## The p-value

All statistical tests produce a p-value and this is equal to the probability of obtaining the observed difference, or one more extreme, if the null hypothesis is true. To put it another way - if the null hypothesis is true, the p-value is the probability of obtaining a difference at least as large as that observed due to sampling variation.

Consequently, if the p-value is small the data support the alternative hypothesis. If the p-value is large the data support the null hypothesis. But how small is 'small' and how large is 'large'?!

Conventionally (and arbitrarily) a p-value of 0.05 (5%) is generally regarded as sufficiently small to reject the null hypothesis. If the p-value is larger than 0.05 we fail to reject the null hypothesis.

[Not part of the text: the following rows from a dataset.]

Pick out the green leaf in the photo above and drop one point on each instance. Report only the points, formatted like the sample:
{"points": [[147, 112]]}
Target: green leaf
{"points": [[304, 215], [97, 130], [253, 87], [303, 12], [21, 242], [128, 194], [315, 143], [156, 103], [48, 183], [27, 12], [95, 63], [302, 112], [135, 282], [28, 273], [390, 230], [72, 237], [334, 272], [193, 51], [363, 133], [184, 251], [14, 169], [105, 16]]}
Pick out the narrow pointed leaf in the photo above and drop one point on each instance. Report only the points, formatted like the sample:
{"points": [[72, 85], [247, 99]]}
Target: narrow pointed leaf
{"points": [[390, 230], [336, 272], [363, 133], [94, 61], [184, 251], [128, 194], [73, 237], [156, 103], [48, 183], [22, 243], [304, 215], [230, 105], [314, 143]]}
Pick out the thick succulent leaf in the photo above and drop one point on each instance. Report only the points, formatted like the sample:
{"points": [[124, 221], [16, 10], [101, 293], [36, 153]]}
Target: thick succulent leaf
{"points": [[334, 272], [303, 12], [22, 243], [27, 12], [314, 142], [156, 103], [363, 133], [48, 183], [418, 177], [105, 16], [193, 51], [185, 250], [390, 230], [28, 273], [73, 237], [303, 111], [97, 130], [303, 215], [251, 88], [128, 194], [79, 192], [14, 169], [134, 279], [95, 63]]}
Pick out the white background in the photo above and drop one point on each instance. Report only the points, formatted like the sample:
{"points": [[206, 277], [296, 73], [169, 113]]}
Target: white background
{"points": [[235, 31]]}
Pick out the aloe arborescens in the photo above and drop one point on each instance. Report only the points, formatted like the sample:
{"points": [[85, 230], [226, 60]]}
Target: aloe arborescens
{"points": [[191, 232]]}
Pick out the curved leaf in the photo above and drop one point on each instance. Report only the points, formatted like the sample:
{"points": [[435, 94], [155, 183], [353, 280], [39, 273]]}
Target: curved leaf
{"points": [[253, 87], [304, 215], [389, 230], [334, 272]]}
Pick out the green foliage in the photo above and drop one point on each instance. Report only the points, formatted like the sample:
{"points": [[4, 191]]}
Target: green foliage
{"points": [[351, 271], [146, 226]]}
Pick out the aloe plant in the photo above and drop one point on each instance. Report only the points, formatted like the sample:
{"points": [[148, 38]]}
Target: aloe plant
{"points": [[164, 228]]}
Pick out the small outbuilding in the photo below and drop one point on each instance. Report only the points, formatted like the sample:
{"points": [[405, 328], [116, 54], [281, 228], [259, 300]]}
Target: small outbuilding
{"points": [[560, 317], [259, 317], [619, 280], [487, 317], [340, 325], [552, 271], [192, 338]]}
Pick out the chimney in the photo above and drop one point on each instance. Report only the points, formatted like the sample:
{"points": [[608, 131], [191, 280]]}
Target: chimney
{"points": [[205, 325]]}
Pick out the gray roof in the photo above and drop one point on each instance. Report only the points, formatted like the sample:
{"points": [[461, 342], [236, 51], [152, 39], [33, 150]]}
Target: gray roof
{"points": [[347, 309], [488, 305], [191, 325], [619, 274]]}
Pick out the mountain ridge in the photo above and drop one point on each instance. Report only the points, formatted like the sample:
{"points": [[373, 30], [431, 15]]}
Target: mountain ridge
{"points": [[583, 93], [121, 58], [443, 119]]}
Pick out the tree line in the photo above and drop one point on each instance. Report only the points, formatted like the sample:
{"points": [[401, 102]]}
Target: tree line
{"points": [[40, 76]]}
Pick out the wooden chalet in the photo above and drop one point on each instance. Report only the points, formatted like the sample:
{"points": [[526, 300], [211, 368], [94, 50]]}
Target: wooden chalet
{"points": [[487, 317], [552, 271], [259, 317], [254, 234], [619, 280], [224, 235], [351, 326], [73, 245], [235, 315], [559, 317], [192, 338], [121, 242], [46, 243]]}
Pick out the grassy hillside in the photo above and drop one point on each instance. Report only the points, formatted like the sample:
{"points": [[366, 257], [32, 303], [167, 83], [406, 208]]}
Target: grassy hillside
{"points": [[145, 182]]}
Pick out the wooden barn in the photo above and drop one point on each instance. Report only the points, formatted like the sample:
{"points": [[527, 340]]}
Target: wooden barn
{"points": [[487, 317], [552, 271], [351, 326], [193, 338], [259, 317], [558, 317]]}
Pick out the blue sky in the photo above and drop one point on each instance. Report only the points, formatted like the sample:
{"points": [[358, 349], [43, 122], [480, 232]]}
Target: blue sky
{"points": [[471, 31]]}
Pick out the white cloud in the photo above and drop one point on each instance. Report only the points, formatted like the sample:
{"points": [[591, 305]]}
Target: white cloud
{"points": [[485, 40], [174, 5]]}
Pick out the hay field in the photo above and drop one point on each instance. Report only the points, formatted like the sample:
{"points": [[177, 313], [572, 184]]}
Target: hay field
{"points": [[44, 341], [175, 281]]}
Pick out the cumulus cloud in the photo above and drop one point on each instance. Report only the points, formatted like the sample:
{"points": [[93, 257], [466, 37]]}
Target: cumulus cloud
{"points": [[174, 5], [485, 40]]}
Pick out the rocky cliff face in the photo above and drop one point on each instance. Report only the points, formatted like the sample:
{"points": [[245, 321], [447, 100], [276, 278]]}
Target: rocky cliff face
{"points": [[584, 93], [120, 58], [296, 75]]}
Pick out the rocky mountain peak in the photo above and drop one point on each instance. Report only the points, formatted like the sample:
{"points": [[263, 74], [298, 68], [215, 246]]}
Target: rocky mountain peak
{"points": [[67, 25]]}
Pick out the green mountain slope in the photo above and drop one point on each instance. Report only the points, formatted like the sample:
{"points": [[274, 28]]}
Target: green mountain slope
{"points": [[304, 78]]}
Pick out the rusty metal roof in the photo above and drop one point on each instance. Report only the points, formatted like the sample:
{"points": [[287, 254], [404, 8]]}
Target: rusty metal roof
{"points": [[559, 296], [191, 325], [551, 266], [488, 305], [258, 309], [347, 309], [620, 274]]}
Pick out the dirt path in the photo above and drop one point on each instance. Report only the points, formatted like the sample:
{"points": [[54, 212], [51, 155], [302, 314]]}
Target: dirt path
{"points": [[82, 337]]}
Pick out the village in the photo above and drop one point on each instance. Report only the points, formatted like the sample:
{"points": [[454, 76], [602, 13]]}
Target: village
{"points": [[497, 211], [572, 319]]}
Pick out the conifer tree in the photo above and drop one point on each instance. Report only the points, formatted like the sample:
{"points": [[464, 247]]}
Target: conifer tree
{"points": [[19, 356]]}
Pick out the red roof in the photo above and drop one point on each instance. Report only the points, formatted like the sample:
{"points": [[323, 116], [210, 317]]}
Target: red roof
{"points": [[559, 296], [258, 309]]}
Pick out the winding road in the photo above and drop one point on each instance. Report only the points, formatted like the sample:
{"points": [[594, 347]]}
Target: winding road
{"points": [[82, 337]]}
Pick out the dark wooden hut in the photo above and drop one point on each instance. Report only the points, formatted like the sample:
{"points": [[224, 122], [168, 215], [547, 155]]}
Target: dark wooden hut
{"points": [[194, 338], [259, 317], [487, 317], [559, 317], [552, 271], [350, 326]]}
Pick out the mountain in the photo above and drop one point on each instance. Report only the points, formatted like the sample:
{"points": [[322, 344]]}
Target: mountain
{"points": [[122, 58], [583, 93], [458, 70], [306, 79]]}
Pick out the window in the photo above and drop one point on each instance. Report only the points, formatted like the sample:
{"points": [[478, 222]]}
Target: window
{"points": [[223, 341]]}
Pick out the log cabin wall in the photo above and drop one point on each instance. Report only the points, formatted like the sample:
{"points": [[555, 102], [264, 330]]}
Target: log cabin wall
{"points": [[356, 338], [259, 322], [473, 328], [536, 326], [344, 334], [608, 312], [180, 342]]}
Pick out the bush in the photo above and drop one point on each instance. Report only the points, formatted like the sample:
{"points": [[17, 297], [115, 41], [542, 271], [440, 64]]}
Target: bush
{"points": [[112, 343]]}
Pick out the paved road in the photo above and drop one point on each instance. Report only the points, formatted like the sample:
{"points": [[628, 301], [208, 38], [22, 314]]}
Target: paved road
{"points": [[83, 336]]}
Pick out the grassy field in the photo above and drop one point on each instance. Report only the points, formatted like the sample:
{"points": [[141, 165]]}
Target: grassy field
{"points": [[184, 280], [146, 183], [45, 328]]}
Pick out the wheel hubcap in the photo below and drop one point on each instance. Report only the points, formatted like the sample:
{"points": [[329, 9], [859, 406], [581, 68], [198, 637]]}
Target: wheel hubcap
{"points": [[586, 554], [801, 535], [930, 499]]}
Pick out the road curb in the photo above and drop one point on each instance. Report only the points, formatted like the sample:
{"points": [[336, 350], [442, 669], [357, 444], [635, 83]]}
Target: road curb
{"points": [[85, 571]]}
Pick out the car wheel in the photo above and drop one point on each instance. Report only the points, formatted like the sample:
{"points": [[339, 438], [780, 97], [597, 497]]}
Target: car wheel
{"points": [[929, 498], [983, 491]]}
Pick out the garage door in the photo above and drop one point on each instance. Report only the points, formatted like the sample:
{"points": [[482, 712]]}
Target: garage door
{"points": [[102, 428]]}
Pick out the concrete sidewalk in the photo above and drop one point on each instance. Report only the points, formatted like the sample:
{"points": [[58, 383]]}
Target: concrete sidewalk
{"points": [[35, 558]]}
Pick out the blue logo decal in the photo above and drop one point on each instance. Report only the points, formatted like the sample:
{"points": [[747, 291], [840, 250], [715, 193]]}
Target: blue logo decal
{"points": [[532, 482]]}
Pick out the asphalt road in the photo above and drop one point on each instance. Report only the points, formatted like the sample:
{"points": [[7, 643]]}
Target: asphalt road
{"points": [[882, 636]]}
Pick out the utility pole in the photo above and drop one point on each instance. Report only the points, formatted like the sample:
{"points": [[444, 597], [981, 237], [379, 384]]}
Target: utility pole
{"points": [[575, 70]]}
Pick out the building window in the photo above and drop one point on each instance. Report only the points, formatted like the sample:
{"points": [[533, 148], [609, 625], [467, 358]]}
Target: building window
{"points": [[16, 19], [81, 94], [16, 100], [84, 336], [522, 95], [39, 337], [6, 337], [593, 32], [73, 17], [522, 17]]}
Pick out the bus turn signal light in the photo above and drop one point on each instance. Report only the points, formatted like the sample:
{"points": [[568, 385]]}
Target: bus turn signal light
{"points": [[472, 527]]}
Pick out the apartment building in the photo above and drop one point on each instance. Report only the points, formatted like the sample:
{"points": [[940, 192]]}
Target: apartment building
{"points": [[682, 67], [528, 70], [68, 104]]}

The 5% value is called the significance level of the test. Other significance levels that are commonly used are 1% and 0.1%. Some people use the following terminology:

p-value |
Outcome of test |
Statement |
---|---|---|

greater than 0.05 | Fail to reject H_{0} |
No evidence to reject H_{0} |

between 0.01 and 0.05 | Reject H_{0} (Accept H_{1}) |
Some evidence to reject H_{0} (therefore accept H _{1}) |

between 0.001 and 0.01 | Reject H_{0} (Accept H_{1}) |
Strong evidence to reject H_{0} (therefore accept H _{1}) |

less than 0.001 | Reject H_{0} (Accept H_{1}) |
Very strong evidence to reject H_{0} (therefore accept H_{1}) |

**Further Reading**

Since the p-value does not relate to the importance of a finding (it depends on sample size), often appropriate confidence intervals are given. See Campbell & Machin (1999) for more details.